As she mentioned the sex industry is rapidly growing in Sri Lanka and women have become the main victim. Using women as sex workers has become a serious issue and is hard to get rid of. Finding fault in women is not the solution. The authorities have to look into the matter in a serious manner and find the worker’s backgrounds and reasons for selecting such work. It is evident that most of them have selected this because it is the final option that they have.

All these problems are interrelated and they cannot be viewed as separate issues. Mainly the socio-economic backgrounds, educational level, and other cultural beliefs cause these problems. All the issues are connected with each other as in a web. “Women in the war zone underwent thousands of serious problems during the war period. They did not have a way to fulfill even their basic needs. Those are very serious issues. Fortunately the war is over and this is the ideal time to address the problem in a practical manner,” Rajakarunanayake mentioned.

According to Rajakarunanayake, to overcome the gender based issues, there must be a practical approach. In our recent history, women’s issues were written by women, read by women and discussed among women, but with no considerable outcome. So it is vital to change the way and to find out a modern method.

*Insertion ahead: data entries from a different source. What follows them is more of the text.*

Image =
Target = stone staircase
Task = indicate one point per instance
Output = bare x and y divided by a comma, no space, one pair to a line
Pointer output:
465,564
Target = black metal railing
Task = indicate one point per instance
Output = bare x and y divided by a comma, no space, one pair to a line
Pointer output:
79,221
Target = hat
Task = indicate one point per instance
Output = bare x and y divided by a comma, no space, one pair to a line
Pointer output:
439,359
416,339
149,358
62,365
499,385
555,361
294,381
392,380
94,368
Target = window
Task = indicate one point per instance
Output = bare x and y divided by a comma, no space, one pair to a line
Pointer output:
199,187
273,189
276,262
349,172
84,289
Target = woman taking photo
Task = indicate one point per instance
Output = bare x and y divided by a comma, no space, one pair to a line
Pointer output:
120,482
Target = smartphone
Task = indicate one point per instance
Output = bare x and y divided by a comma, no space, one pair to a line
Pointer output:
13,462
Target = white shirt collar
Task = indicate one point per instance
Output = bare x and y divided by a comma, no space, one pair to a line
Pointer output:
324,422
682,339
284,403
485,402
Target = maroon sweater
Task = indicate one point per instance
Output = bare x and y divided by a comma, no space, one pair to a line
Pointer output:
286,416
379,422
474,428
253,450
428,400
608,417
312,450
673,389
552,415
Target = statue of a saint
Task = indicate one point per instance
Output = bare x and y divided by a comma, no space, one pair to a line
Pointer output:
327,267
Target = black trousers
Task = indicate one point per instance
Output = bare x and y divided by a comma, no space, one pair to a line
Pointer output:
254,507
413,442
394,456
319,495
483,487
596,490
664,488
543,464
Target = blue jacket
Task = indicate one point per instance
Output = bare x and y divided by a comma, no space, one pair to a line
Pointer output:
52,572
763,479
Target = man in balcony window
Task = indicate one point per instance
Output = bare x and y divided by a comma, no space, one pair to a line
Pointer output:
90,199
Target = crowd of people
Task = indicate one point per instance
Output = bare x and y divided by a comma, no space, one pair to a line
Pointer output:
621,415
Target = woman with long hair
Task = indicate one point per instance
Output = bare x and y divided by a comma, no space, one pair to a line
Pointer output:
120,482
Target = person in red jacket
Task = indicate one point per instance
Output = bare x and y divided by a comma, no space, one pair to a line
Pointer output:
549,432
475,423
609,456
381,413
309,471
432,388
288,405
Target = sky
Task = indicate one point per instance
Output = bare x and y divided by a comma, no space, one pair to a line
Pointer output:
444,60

I personally believe that the best thing is to educate men and to ask them to get involved in the process. Holding counselling programmes in boys’ schools is another effective way. And the main thing is to create gender equality within the family. Parents have the responsibility to make children understand that there is no assigned work for males and females, but both are equal and can do everything. It is something quite essential.

Women who have hidden skills such as singing, painting, writing, dress making should be given a helping hand to improve them which might result in earning money and bring self satisfaction as well. Legal support for women must be strengthened and women must have the freedom to complain of any harassment that occurs even within the family. According to her, there are plenty of things to do to minimise gender based issues in Sri Lanka. Holding seminars, writing and discussing will not help. It is essential to reach the grass root level and adopt modern, practical ways which will make an immense difference.